W książce Woodwarda USA jawią się jako kraj, którego potęga, choć wciąż znaczna, ulega redukcji. Ameryka może wiele - ale nie może wszystkiego. Czasami amerykańskie elity są bezradne. A czasem nie wiedzą, co począć. Bywa, że nie słuchają ich nawet ich sojusznicy. Widać to szczególnie jaskrawo w tych fragmentach książki, które są poświęconej drugiej wojnie, której uwagę musiał poświęcić Biden, czyli wojnie, jaką rozpętał przeciwko Strefie Gazy Izrael. Przypomnijmy: 7 października 2022 roku kilkuset hamasowców zaatakowało kibuc Be’eri oraz festiwal muzyczny w Re’im, w bestialski sposób zabijając ponad 1200 Izraelczyków i biorąc 248 zakładników. Była to największa zbrodnia wobec Żydów od czasów Holocaustu. Izrael musiał odpowiedzieć. Ale premier Binjamin Netanjahu zamiast walczyć z Hamasem, postanowił spustoszyć de facto całą Strefę Gazy.
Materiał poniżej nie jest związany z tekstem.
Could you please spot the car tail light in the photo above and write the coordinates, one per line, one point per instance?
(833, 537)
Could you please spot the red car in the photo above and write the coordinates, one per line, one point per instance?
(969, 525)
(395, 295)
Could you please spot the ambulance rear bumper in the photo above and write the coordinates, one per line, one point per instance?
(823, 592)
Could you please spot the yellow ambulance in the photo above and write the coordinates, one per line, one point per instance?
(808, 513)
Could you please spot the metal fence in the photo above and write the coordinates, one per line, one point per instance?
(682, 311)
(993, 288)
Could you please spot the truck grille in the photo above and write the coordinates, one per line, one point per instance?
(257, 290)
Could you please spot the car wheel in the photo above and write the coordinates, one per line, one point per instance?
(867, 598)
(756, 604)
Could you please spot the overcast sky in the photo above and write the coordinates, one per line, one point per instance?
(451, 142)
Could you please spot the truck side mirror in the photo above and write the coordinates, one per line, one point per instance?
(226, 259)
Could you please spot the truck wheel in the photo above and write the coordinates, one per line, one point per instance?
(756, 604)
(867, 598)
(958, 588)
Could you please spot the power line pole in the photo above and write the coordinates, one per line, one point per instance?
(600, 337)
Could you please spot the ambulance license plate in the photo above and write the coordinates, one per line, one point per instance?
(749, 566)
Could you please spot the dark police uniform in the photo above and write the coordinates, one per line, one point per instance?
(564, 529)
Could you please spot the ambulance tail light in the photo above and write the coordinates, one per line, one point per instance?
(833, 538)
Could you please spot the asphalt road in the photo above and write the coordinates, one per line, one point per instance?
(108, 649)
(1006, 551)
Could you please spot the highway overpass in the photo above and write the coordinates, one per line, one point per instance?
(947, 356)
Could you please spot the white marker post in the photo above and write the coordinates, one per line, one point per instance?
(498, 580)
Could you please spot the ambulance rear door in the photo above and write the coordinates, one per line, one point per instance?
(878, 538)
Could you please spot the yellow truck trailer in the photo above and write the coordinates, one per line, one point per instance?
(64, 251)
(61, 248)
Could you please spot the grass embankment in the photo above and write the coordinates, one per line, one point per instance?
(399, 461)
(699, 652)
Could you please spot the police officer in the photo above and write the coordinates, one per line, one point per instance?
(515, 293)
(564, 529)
Amerykanie próbowali go mitygować, ograniczać, domagali się pewnych humanitarnych rozwiązań dla mieszkańców Gazy, ale Netanjahu zwodził ich, oszukiwał, i choć czasami robił krok do tyłu, to po to, by potem zrobić dwa kroki do przodu. Doprowadzając najważniejsze osoby w USA do niesamowitej frustracji. Czasami trudno było się połapać, które państwo jest tym większym, ważniejszym partnerem.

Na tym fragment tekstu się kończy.